WTI oil futures (August delivery) are set to conclude their worst week since March, having plummeted by nearly 10% below trendlines and simple moving averages (SMAs) to hit a three-month low of $95.15/ barrel on Wednesday.
The price is currently trading marginally higher, trying to preserve some strength above May’s low, but the technical indicators are playing down any meaningful upturn. Particularly, the RSI and the Stochastics have yet to enter oversold waters, while the MACD remains negatively charged below its zero and signal lines, all foreseeing more losses ahead.
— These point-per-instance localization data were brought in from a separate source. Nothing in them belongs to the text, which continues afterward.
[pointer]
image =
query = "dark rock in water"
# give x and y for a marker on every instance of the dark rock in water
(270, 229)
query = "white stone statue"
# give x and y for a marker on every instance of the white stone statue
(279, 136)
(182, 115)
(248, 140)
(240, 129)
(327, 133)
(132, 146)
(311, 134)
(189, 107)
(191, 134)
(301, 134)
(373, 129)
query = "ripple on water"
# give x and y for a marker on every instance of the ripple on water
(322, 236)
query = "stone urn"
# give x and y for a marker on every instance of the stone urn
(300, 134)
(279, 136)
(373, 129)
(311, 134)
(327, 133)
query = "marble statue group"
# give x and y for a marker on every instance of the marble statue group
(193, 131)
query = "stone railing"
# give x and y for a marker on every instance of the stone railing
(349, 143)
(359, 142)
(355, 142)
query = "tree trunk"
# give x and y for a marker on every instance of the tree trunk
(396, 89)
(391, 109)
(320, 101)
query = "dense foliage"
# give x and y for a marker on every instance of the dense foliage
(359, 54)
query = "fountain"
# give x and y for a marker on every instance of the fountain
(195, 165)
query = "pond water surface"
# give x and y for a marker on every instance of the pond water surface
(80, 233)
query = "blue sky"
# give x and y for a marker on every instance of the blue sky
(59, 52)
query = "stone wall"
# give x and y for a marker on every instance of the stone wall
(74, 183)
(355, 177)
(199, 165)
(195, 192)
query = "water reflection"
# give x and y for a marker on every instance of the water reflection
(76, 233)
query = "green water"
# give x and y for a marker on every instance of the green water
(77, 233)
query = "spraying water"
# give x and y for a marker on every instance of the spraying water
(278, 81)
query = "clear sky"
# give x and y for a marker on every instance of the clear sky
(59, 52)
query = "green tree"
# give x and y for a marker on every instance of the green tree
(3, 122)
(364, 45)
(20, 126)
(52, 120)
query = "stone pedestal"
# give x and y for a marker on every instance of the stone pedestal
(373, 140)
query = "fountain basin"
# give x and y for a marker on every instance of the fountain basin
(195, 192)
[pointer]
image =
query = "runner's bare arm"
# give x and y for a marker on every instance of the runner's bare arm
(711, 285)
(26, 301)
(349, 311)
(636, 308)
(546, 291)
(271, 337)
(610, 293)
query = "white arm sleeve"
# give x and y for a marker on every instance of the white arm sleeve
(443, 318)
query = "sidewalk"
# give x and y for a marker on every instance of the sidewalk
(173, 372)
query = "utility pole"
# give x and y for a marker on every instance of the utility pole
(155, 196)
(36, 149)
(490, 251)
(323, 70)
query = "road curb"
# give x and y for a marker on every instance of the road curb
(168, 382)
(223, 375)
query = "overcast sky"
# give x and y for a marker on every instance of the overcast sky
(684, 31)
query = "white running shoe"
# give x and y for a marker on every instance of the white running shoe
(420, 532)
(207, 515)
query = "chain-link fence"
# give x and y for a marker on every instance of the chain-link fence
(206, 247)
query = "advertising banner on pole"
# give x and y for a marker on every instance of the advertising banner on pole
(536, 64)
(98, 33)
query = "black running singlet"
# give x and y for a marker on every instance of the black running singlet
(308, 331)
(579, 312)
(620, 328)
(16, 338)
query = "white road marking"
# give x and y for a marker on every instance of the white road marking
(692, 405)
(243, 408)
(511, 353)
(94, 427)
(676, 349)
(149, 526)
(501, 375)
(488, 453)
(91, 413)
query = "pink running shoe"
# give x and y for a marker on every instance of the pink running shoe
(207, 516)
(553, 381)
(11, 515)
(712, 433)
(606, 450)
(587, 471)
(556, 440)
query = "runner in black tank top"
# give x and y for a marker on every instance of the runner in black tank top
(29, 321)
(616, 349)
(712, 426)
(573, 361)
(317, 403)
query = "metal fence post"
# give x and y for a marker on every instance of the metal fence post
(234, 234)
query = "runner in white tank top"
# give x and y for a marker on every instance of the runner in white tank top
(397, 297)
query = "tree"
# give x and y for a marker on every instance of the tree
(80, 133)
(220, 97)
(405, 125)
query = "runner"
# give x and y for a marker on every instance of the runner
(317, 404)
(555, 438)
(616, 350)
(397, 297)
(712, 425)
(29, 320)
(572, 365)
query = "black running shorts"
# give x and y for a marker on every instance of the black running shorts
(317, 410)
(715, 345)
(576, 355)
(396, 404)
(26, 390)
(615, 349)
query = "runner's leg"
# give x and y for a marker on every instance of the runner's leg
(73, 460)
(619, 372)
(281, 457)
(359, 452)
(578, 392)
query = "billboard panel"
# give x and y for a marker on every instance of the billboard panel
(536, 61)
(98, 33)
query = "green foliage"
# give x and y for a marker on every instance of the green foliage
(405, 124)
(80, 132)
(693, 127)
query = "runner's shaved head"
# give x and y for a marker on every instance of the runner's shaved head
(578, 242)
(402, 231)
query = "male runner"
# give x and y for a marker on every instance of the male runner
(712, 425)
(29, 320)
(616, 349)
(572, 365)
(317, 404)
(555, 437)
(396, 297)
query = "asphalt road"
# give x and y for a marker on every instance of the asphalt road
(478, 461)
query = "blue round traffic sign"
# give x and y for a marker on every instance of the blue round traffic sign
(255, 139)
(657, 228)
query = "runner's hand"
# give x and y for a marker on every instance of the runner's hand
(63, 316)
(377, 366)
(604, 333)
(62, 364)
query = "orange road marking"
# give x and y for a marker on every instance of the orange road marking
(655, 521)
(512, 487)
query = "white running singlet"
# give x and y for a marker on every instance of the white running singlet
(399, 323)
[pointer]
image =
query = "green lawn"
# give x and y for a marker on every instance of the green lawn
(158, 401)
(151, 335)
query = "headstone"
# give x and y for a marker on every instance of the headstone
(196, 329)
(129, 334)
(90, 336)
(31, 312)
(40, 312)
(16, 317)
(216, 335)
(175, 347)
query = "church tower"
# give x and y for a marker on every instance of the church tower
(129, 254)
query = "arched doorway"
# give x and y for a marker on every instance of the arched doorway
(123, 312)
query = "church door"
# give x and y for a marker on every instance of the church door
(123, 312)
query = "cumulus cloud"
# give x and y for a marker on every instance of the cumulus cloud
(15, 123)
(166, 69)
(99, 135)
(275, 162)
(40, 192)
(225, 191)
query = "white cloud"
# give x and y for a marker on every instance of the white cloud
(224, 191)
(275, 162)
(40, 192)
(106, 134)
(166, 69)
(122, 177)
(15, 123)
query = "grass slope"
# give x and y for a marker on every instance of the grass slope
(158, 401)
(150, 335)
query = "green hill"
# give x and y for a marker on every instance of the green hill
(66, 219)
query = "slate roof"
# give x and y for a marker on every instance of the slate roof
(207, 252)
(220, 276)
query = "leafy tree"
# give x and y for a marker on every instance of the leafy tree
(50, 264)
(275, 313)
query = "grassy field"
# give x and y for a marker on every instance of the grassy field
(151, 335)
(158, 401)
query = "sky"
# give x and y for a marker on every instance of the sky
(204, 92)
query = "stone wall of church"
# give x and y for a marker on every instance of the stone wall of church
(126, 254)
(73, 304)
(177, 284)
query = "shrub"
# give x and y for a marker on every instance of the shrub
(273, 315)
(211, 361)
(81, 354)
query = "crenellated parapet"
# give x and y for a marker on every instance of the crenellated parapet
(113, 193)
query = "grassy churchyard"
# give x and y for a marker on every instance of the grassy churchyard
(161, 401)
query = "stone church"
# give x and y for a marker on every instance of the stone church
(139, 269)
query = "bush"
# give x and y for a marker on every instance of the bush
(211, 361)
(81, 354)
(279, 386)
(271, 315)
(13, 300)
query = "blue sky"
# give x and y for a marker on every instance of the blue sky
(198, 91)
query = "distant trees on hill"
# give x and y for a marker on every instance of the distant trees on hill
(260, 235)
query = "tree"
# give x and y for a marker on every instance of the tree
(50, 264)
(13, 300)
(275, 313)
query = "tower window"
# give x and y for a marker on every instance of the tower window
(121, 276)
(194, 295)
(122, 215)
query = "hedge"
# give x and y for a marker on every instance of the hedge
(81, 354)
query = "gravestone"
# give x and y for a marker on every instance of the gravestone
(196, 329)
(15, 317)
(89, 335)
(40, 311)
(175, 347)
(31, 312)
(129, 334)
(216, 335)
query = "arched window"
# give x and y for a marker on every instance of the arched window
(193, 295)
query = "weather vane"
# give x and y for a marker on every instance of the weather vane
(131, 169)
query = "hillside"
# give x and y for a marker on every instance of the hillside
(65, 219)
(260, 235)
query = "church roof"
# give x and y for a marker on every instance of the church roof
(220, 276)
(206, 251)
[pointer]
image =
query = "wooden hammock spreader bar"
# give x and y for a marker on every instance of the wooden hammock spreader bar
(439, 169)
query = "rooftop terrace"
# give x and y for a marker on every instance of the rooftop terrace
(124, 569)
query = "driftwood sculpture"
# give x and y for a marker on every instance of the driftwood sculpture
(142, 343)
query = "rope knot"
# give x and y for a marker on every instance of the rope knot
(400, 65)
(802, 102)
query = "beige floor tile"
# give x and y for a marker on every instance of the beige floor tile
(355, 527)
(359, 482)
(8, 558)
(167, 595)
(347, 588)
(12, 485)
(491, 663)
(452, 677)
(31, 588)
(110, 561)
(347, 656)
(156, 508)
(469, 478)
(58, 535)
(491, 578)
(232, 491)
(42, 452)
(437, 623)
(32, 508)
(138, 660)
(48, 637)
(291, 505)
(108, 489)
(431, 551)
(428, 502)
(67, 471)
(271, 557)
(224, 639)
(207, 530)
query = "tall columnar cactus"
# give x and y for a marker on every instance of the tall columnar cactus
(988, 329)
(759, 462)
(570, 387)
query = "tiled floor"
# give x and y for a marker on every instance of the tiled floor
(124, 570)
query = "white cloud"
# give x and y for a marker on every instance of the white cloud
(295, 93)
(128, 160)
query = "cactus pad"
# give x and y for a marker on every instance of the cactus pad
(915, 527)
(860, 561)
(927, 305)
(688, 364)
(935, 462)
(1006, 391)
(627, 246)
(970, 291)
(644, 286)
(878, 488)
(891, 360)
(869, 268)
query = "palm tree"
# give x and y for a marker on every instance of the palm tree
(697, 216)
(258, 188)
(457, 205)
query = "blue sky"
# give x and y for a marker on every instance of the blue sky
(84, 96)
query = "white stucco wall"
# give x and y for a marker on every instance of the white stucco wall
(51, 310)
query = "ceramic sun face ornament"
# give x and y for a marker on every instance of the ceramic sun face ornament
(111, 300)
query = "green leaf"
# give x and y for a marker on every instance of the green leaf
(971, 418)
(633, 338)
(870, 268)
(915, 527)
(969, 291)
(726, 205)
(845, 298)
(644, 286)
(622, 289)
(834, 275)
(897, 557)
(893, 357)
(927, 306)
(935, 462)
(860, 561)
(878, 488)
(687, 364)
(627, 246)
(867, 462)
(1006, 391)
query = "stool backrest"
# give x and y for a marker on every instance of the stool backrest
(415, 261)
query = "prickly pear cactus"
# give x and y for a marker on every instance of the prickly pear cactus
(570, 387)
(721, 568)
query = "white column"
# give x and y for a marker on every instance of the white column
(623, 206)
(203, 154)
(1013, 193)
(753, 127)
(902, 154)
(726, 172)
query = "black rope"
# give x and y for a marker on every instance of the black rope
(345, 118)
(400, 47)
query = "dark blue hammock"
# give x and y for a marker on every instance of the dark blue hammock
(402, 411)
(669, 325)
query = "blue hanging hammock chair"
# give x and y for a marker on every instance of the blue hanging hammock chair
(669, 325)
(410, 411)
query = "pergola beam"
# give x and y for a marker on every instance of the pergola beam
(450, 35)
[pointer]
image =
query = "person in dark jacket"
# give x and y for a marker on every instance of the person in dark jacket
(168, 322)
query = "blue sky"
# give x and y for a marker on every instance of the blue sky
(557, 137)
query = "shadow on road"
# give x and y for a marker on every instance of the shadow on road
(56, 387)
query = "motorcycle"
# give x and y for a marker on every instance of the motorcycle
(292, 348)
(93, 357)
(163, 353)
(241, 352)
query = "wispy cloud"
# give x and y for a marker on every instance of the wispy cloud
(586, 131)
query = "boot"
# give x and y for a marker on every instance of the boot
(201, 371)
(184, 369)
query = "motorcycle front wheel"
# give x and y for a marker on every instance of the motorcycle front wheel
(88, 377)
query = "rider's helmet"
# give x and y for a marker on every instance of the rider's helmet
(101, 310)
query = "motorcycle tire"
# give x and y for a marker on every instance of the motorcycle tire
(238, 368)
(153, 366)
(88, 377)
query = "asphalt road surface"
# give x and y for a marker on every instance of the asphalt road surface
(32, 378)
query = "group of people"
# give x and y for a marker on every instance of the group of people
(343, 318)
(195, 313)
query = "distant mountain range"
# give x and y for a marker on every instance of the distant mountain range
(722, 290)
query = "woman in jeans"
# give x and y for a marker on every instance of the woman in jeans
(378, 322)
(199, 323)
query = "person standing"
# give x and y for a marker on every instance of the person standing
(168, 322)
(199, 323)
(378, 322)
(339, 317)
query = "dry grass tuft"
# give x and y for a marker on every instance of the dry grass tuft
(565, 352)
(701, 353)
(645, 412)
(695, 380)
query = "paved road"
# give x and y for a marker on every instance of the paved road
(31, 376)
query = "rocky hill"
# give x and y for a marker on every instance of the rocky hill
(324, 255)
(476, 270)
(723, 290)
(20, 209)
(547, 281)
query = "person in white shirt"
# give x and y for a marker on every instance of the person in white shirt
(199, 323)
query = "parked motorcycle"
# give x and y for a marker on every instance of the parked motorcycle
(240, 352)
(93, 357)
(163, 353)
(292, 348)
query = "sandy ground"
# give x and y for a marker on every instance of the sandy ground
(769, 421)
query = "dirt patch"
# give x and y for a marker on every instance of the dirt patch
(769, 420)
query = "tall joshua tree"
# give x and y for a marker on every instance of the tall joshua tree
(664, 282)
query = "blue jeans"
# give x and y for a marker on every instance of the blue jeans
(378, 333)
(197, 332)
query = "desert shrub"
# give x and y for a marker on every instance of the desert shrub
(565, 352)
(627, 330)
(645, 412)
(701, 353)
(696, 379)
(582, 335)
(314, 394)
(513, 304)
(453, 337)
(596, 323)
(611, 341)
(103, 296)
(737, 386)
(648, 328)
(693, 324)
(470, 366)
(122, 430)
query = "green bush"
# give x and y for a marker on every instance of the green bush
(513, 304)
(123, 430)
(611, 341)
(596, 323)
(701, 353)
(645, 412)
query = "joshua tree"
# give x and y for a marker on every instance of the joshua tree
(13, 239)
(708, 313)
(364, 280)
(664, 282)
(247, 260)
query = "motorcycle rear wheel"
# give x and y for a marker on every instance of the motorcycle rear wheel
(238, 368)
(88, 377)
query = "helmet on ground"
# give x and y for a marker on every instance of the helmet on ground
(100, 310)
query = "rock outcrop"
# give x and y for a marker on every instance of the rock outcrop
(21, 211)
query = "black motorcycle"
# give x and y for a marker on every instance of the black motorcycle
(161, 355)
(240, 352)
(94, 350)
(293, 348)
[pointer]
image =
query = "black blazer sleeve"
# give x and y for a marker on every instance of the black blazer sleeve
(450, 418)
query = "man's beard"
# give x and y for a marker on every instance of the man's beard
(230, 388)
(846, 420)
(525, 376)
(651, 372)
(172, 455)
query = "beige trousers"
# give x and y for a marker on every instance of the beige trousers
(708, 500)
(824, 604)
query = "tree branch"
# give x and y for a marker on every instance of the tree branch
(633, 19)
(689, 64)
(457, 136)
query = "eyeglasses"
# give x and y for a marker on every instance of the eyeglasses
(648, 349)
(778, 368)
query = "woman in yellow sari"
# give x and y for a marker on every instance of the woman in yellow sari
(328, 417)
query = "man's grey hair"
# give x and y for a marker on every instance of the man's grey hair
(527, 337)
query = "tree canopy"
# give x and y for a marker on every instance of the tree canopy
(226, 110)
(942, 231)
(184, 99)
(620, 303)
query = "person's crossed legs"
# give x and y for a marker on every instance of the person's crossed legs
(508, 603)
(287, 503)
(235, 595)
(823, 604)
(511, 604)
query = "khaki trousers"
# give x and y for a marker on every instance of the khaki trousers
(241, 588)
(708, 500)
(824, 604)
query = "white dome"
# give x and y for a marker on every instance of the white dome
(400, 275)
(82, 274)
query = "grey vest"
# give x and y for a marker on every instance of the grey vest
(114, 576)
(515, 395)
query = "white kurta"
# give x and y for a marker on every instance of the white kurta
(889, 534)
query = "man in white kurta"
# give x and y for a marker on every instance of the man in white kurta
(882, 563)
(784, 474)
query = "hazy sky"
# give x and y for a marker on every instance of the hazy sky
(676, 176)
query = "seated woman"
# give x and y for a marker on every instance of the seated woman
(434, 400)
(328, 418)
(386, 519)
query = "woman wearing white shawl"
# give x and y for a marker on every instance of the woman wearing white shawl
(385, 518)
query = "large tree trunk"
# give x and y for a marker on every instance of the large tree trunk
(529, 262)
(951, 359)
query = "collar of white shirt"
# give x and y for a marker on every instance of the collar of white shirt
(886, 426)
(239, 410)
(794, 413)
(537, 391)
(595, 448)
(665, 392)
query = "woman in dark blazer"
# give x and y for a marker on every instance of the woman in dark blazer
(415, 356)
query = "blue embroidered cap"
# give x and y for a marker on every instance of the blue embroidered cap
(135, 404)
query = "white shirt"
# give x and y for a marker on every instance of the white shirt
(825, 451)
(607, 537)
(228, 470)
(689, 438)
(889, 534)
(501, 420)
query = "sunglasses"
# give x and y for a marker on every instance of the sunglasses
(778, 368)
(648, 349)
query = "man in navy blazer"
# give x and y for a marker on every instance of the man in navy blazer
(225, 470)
Traders are also waiting to see whether the 20- and 50-day SMAs will defend their recent bearish cross in the short-term and therefore flag a trend deterioration.
Should selling forces resurface below $96.90, all attention will turn to the 200-day SMA and the $92.19 level, which is the base of the four-month-old range area. A decisive step lower from here could immediately stall within the $87.50 – $85.00 constraining zone, while a faster decline could cease somewhere between $80.85 and $79.00.
In the event of an upside reversal, the bulls will need to successfully pierce the 23.6% Fibonacci retracement of the $130.50 – $92.19 downfall at $101.23 to retest the broken trendlines within the $105.70 – $108.85 region. The resistance around the 50% Fibonacci of $111.35 may also guard against further positive corrections to $114.50.
All in all, the sell-off in WTI oil futures is expected to gain more legs in the short term, likely bringing the 200-day SMA and the lower boundary of the neutral area at $92.19 under examination.